There are no easy solutions or answers to these questions, but there are paths that can be taken, and one is to fight abstraction through interaction. An anthropologist does not write of a subcultural group with whom they had never interacted. So too, cultural studies cannot run the risk of locking itself away with its books and films. Although we have the potential luxury of taking a text and exploring the culture it represents from the privacy of our own offices, that does not mean that we should. ‘Japanese culture’ should not be spoken of as an abstracted object, generalised and simplified for the sake of fitting cultural theory. Instead, we need to encourage our early career researchers, to seize the opportunities available to them to engage, explore, and be curious beyond the words in the texts before them.

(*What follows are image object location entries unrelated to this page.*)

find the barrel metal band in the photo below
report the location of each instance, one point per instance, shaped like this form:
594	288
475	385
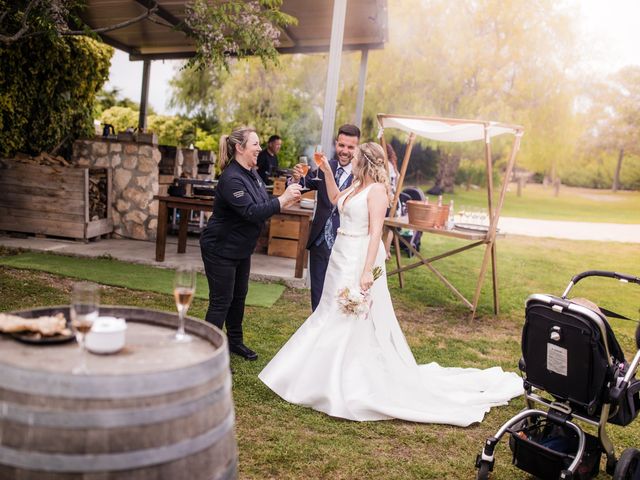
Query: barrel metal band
48	462
113	418
111	386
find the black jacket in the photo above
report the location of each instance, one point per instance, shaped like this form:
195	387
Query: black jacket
324	207
241	205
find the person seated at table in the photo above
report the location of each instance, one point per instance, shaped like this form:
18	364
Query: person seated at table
241	205
268	159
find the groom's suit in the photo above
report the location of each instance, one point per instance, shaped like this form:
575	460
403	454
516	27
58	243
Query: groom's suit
319	251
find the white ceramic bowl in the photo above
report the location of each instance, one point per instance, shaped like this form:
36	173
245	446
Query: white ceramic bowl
107	335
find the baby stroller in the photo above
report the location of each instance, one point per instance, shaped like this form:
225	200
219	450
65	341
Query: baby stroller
411	236
570	353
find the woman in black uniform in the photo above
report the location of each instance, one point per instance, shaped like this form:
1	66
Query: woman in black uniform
240	208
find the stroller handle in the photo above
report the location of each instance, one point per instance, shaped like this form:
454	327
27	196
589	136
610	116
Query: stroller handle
600	273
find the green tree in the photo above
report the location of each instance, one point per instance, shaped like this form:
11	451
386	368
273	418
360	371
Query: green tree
488	59
615	116
47	92
221	31
120	117
107	98
272	100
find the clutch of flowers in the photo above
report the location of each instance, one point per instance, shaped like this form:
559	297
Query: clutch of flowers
352	302
355	303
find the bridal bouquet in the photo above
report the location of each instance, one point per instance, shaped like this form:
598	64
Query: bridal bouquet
354	302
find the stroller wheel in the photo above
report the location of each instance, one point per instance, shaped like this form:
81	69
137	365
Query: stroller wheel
628	467
483	471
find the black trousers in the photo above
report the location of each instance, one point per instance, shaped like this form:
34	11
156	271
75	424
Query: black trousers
228	285
318	262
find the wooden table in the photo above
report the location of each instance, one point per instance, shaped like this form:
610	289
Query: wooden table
303	217
186	204
475	238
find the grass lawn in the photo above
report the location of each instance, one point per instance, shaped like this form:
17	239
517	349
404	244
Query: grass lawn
573	204
280	441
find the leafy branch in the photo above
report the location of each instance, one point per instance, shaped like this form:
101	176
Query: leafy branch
52	17
235	29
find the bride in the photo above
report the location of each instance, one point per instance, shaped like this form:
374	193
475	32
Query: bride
360	367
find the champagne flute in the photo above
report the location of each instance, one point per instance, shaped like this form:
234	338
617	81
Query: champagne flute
318	157
83	312
304	164
184	287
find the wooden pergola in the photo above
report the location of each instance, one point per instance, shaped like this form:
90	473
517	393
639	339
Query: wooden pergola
453	130
323	26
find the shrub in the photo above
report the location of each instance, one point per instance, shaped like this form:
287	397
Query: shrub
47	91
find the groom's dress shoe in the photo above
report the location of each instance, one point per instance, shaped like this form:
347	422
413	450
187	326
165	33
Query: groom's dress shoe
242	350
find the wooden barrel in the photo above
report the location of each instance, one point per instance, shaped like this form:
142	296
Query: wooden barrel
156	410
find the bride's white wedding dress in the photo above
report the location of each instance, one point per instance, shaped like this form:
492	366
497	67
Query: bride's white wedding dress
362	368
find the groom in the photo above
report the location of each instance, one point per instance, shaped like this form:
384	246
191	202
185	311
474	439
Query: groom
326	219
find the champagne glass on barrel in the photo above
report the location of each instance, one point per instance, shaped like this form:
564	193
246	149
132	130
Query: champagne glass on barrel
318	157
184	287
85	299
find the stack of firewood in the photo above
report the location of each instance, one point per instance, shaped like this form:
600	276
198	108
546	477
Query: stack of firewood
97	194
43	158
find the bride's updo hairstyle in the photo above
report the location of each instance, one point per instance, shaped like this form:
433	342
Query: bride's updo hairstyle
228	144
372	162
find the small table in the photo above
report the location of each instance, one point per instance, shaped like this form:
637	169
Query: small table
303	218
475	238
187	204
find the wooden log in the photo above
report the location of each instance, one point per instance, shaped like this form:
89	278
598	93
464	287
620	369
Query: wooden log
157	410
57	201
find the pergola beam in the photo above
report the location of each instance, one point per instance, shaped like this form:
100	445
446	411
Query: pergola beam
361	84
333	74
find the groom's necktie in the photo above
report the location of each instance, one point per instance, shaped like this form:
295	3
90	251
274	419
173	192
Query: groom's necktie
331	226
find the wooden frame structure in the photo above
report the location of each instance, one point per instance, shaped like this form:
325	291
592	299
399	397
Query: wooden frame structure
453	130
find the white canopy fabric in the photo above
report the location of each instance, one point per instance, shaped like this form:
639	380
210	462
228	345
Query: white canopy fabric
446	131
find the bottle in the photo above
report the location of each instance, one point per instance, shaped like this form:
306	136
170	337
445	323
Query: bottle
450	218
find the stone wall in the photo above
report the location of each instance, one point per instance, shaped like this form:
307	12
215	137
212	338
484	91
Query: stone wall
135	182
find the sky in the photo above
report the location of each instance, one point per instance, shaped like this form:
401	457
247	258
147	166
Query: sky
614	26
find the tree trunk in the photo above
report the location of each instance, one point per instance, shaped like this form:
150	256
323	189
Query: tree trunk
447	168
616	175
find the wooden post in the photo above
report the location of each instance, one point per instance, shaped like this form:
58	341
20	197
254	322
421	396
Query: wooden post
403	171
494	266
493	225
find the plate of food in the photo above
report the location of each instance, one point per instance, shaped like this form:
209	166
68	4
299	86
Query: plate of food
48	329
473	227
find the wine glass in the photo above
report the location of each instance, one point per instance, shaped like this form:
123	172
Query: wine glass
318	157
85	300
184	287
304	164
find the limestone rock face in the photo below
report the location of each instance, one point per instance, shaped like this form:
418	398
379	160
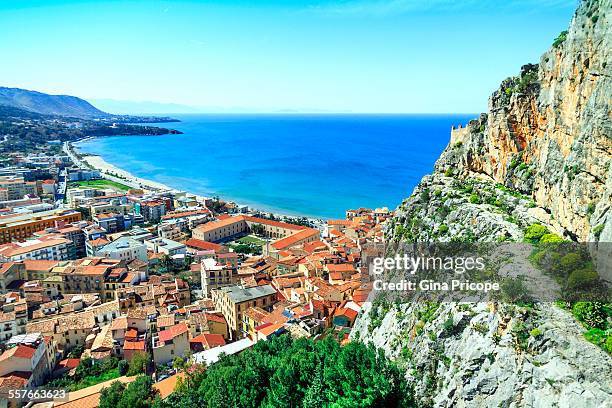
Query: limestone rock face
474	355
548	132
542	153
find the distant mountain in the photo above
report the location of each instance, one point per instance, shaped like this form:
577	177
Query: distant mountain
63	105
122	107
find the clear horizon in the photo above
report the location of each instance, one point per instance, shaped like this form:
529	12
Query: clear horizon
322	56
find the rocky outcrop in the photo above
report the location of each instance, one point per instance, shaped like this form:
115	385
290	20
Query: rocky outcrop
541	154
548	132
491	355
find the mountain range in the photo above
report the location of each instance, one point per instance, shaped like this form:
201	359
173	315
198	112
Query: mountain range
38	102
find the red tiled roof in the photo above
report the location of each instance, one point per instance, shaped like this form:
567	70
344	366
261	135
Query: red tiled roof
204	245
70	363
210	340
293	239
172	332
215	317
134	345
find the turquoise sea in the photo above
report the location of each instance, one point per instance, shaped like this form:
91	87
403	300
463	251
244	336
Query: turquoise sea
314	165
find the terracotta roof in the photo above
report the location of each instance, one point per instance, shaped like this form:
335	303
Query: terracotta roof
20	351
172	332
257	314
204	245
269	328
210	340
293	239
166	387
69	363
213	317
165	321
39	265
340	267
134	345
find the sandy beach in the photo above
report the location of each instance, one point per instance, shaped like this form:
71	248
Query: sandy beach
120	175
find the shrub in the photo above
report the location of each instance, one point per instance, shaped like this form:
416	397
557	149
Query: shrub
598	230
514	290
283	372
560	39
570	262
593	314
474	199
582	278
535	232
535	333
124	366
425	195
591	208
550	239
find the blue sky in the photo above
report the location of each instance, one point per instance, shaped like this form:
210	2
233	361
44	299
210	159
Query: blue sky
358	56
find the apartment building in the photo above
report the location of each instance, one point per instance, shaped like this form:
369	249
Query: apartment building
170	343
125	249
233	301
16	187
214	275
18	227
51	247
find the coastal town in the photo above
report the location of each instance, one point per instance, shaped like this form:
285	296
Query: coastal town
105	277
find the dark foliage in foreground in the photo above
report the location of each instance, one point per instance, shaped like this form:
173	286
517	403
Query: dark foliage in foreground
284	372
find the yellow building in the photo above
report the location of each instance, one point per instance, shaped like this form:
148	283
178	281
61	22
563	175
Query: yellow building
18	227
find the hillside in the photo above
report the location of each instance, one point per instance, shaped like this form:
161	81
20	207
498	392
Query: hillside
539	159
62	105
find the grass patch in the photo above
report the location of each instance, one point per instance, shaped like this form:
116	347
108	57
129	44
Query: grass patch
103	183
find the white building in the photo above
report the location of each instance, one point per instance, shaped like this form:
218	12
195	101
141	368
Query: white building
124	248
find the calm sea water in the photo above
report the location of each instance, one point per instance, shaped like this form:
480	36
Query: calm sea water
315	165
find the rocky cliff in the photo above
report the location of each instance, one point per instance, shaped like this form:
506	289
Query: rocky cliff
542	154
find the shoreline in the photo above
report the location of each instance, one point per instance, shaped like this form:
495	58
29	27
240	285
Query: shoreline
125	177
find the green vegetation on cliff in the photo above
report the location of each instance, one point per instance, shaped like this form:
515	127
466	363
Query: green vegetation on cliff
284	372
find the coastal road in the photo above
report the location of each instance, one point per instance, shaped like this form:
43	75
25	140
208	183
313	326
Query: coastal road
134	183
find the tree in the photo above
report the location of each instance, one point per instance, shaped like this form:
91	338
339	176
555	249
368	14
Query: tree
138	394
258	230
124	366
283	372
139	364
110	397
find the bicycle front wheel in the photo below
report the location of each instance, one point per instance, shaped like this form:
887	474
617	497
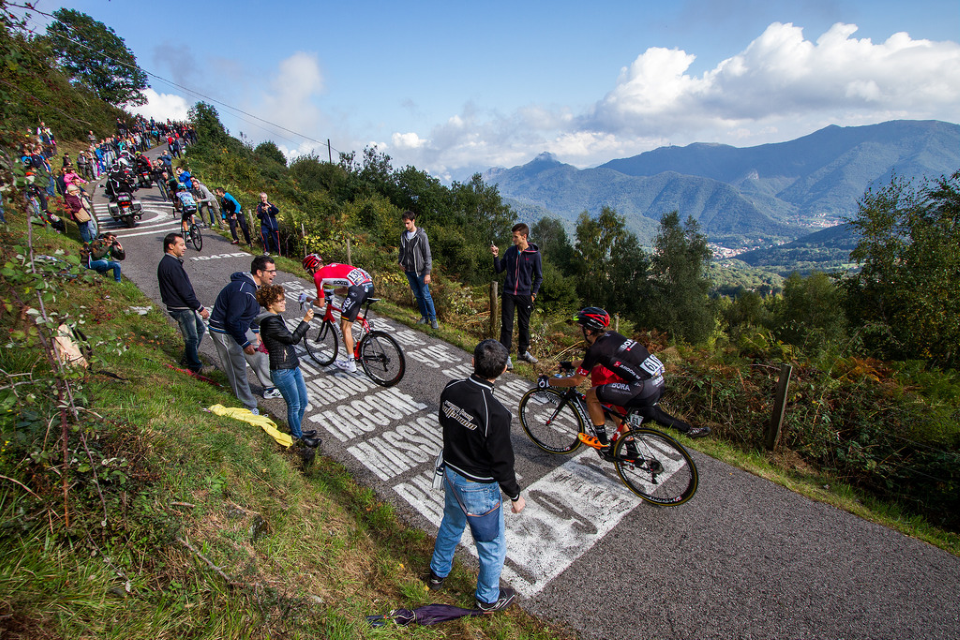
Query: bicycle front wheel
322	344
382	359
655	467
195	237
550	420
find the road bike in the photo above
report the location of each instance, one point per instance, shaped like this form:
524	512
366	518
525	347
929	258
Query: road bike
651	464
194	236
377	352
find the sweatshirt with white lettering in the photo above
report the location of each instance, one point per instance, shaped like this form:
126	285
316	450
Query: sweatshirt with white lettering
476	434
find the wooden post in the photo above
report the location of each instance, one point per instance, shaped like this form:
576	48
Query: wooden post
494	311
779	408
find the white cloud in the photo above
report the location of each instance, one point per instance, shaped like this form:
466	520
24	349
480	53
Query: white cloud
287	99
781	86
781	75
162	106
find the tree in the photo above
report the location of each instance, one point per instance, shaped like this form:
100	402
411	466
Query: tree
678	302
810	312
609	263
907	294
269	150
94	55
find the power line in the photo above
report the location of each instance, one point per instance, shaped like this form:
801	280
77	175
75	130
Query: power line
236	110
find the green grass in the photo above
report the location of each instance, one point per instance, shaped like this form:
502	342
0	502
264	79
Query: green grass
306	553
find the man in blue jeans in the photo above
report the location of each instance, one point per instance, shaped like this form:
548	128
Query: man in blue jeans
417	263
478	463
177	293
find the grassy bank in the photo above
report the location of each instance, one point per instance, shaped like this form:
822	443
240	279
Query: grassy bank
177	522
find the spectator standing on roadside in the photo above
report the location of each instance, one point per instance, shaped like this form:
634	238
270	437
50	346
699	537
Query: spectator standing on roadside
284	363
177	293
478	464
524	276
269	227
80	214
206	198
104	254
231	209
233	313
417	264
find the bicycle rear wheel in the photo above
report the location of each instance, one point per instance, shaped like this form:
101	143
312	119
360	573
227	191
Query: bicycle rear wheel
195	237
550	421
322	344
656	467
382	359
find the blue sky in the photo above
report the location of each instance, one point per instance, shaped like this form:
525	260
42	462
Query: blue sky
457	87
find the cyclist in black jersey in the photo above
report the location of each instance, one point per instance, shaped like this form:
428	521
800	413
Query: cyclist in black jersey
636	380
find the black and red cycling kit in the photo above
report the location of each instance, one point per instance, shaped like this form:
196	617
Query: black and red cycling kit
637	375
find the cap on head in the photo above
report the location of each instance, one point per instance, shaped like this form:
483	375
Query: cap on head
312	261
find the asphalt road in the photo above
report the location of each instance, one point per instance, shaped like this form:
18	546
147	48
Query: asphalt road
743	559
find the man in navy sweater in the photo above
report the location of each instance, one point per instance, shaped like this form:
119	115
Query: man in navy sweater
234	311
524	276
177	293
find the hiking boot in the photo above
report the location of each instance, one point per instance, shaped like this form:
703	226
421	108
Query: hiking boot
435	582
347	365
696	432
507	596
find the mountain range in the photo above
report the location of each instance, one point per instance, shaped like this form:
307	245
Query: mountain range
753	196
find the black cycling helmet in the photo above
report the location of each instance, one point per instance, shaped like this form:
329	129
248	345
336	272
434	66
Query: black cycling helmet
593	318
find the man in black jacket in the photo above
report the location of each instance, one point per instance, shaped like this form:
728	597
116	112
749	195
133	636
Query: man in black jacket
177	293
524	275
478	463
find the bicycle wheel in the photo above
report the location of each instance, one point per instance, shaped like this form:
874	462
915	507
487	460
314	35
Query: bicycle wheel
550	420
658	469
382	358
322	344
195	237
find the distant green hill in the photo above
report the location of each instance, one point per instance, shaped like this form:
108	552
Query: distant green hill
825	250
740	195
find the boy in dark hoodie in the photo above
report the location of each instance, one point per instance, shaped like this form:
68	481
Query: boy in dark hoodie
233	313
520	288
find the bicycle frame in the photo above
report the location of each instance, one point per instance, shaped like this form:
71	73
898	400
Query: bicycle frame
365	326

There are aspects of culture and society that cannot be fully recorded or communicated for consumption from afar, whether this be through the internal gaze or an external one. For my own research, the chance to engage with and explore the country that I purport to be interested in, pushes me to challenge my own assumptions, my own findings, and my unconscious commitment to constructs and theories that do not necessarily hold true to reality. With my own research, which is concerned with gender ideals, there is often a risk of reaffirming stereotypes. The simplest solution to this, however, seems to just be present in the culture I am trying to understand. Undertaking a daily life in Tokyo, as well as a research-life, creates opportunities and experiences beyond the confines of my books. It forces me to reorientate the ‘Japan’ in my head with the many different ‘Japans’ I see before me, pushing me to take responsibility for the individuals that my research seeks to represent.
References
Ōe, Kenzaburo, 1995. ‘Japan, the ambiguous, and myself: Nobel lecture”, World Literature Today, vol. 69, no. 1, pp. 5-9.
Sakai, Naoki, 1989. ‘Modernity and its critique: The problem of universalism and particularism’ in M. Miyoshi and H. Harootunian (eds.), Postmodernism and Japan. Duke Univeristy Press. Durham. Pp. 93-122.